High-value transactions: Large transactions may indicate fraudulent behavior.

Unusual spending patterns: Anomalies like purchases across multiple countries raise red flags.

Stolen credit cards: Use of stolen cards is a common indicator of fraud.

Proxy server usage: Customers masking their IP address via proxy servers may be fraudulent.

Fake contact information: Providing false contact details suggests potential fraud.

Previous fraud history: Customers with prior fraudulent activity are likely to repeat it.


**Do these factors make sense? If yes, How? If not, How not?**

These factors make sense because they are all related to the risk of fraud. For example, high transaction amounts are risky because they are more likely to be fraudulent. Unusual spending patterns are risky because they indicate that the customer may not be who they say they are. New customers are risky because they have not yet established a history with the company. Shipping addresses that are different from billing addresses are risky because they can be used to hide the customer's identity.

**What kind of prevention should be adopted while company update its infrastructure?**


Data Encryption: Ensure that sensitive data is encrypted both in transit and at rest to protect it from unauthorized access.
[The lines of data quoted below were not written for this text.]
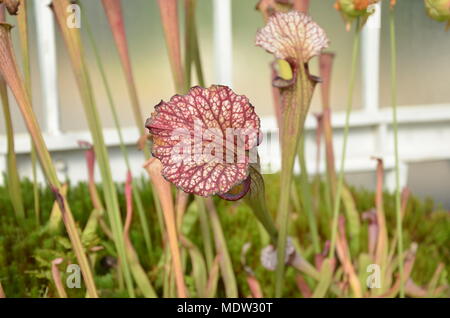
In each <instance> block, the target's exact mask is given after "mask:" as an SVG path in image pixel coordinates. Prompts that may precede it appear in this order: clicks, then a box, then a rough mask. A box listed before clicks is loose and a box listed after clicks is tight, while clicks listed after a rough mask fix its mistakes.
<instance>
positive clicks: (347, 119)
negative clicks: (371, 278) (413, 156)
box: [329, 18, 361, 258]
mask: <svg viewBox="0 0 450 318" xmlns="http://www.w3.org/2000/svg"><path fill="white" fill-rule="evenodd" d="M357 20H358V21H357V22H356V26H355V35H354V38H353V51H352V64H351V71H350V85H349V90H348V99H347V110H346V112H345V126H344V137H343V143H342V154H341V156H342V158H341V167H340V171H339V177H338V182H337V187H336V196H335V197H334V205H333V221H332V224H331V244H330V252H329V257H330V258H333V257H334V252H335V248H336V235H337V230H338V218H339V209H340V204H341V196H342V190H343V189H342V188H343V187H344V173H345V171H344V170H345V158H346V152H347V141H348V133H349V130H350V115H351V112H352V106H353V91H354V88H355V82H356V68H357V62H358V56H359V43H360V37H361V27H360V23H359V18H358V19H357Z"/></svg>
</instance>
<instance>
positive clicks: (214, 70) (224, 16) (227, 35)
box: [213, 0, 233, 87]
mask: <svg viewBox="0 0 450 318" xmlns="http://www.w3.org/2000/svg"><path fill="white" fill-rule="evenodd" d="M213 11H214V12H213V16H214V77H215V84H221V85H227V86H230V87H233V37H232V19H231V0H214V2H213Z"/></svg>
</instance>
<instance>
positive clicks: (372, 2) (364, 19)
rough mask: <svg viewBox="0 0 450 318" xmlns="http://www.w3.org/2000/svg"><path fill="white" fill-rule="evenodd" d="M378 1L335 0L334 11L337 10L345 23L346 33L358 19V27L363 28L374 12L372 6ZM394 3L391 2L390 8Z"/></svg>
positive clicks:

Access Control: Implement robust access control mechanisms, such as multi-factor authentication and role-based access control, to restrict access to authorized personnel only.

Educate employees: The company should educate its employees about the risks of infrastructure updates and how to protect themselves. This will help to prevent employees from falling victim to phishing attacks or other social engineering scams.

Monitor the infrastructure closely: After the update is complete, the company should monitor the infrastructure closely for any signs of problems. This will help to identify and resolve any issues quickly.

**Assuming these actions have been implemented, how would you determine if they work?**

Monitor key performance indicators (KPIs): Companies should monitor KPIs such as uptime, availability, and response time. If these KPIs remain stable or improve after the update, it is a good indication that the prevention measures have been effective.

Get feedback from employees: Companies should get feedback from employees about their experience with the updated infrastructure. If employees report that they are experiencing fewer problems or security incidents, it is a good indication that the prevention measures have been effective.

Once relevant data is collected, organizations can analyze it using statistical techniques such as trend analysis, correlation analysis, and comparative analysis to identify patterns, trends, and statistically significant changes.

Based on data analysis and user feedback, organizations can make necessary adjustments to improve the effectiveness of implemented actions. This may involve updating security policies and procedures, enhancing security controls, or providing additional training and awareness programs.